Friday, February 15, 2013 - 14:00
1 hour (actually 50 minutes)
Hosted by the School of Computational Science and Engineering
As the term "big data'' appears more and more frequently in our daily life and research activities, it changes our knowledge of how large the scale of the data can be and challenges the application of numerical analysis for performing statistical calculations. In this talk, I will focus on two basic statistics problems sampling a multivariate normal distribution and maximum likelihood estimation and illustrate the scalability issue that dense numerical linear algebra techniques are facing. The large-scale challenge motivates us to develop scalable methods for dense matrices, commonly seen in statistical analysis.
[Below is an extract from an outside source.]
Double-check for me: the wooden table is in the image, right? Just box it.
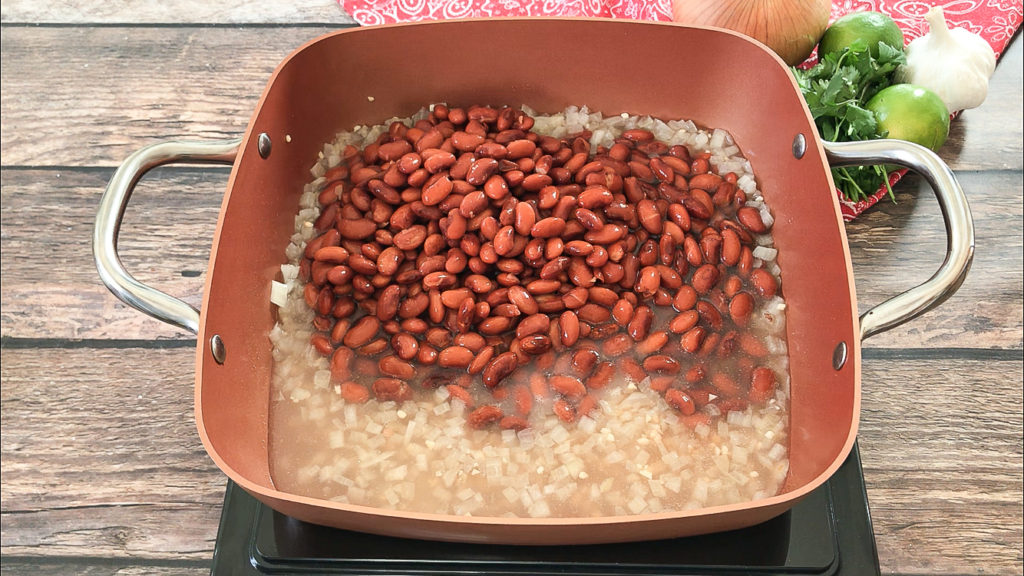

I will present several recent developments on the computations of matrix functions and on the solution of a linear system of equations, where the matrices therein are large-scale, fully dense, but structured. The driving ideas of these developments are the exploration of the structures and the use of fast matrix-vector multiplications to reduce the general quadratic cost in storage and cubic cost in computation. "Big data'' offers a fresh opportunity for numerical analysts to develop algorithms with a central goal of scalability in mind. It also brings in a new stream of requests to high performance computing for highly parallel codes accompanied with the development of numerical algorithms. Scalable and parallelizable methods are key for convincing statisticians and practitioners to apply the powerful statistical theories on large-scale data that they currently feel uncomfortable to handle.